My feet slowed this time. Flames flared in the heating lanterns that swayed along the wall.
She offered me a half smile, though it didn’t reach her eyes. “I don’t really know you, but I do know you plan to save this realm from a tyrant. Adrastus wouldn’t have done that.”
A spark flickered in my chest—a match struck but not caught, heat without flame, gone in a breath.
The storm had stilled into eerie silence when I woke a few hours later to a weight settling over me, something cold pressed to my neck.
I opened my eyes to find Ara with a dagger to my throat, her eyes soulless, void.
They glowed but didn’t crackle, two moons drifting in and out of a foggy sky. She didn’t see me. I didn’t know who she thought she looked at, who she thought she straddled , but I could guess, and I didn’t fucking like it.
Her blank stare bore into my eyes, her body motionless but tense.
“Ara,” I warned.
She pressed the dagger harder, and I clenched my jaw, lifting my chin as my hand slid over her hip.
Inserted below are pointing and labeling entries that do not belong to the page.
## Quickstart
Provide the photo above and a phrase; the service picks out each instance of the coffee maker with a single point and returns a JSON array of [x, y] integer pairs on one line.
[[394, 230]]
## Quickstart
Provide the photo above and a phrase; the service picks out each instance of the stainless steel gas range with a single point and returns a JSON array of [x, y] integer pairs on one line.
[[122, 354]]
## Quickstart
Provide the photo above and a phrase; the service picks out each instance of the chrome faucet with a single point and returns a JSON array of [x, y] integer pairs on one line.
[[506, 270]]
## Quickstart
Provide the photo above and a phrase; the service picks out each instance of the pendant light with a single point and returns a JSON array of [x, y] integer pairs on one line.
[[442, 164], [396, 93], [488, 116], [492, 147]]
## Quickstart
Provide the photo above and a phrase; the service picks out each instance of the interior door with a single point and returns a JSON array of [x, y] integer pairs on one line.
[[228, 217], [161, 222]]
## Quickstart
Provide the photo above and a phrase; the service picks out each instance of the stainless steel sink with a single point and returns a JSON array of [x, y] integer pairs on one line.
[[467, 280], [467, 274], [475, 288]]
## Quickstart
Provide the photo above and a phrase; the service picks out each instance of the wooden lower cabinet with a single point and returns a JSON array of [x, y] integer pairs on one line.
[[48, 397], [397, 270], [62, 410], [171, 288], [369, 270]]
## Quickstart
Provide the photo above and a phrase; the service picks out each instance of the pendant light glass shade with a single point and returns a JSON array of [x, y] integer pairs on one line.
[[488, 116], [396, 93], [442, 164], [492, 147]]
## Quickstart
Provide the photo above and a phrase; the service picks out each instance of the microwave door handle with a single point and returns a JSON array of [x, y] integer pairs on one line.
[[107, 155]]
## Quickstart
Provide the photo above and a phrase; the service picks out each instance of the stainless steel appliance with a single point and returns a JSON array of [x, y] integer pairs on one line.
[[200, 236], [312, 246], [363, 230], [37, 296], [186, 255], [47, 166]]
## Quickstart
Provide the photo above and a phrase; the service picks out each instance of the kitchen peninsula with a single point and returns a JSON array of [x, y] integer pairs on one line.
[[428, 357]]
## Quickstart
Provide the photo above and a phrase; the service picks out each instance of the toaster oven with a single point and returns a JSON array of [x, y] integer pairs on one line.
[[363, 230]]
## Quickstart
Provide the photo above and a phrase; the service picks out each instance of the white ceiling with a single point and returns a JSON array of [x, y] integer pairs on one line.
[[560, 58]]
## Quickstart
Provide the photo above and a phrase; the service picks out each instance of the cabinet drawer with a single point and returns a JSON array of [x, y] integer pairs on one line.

I grabbed her wrist with my other hand, holding it still as I lifted my head and dug into the blade, gritting my teeth against the sting. A rivulet rolled down the side of my throat, thick and warm. Her gaze tracked it until it sank into the pillow.
“Kill me if you must, if that’s what it takes to slay your demons,” I murmured. Her eyes snapped back to mine, her normal silver, and I tightened my grip on her hip. “Death cannot keep me from you.”
When I pushed further into the blade, life returned to her eyes, horrified. She threw the dagger across the room where it sank into the wall, buried to the hilt.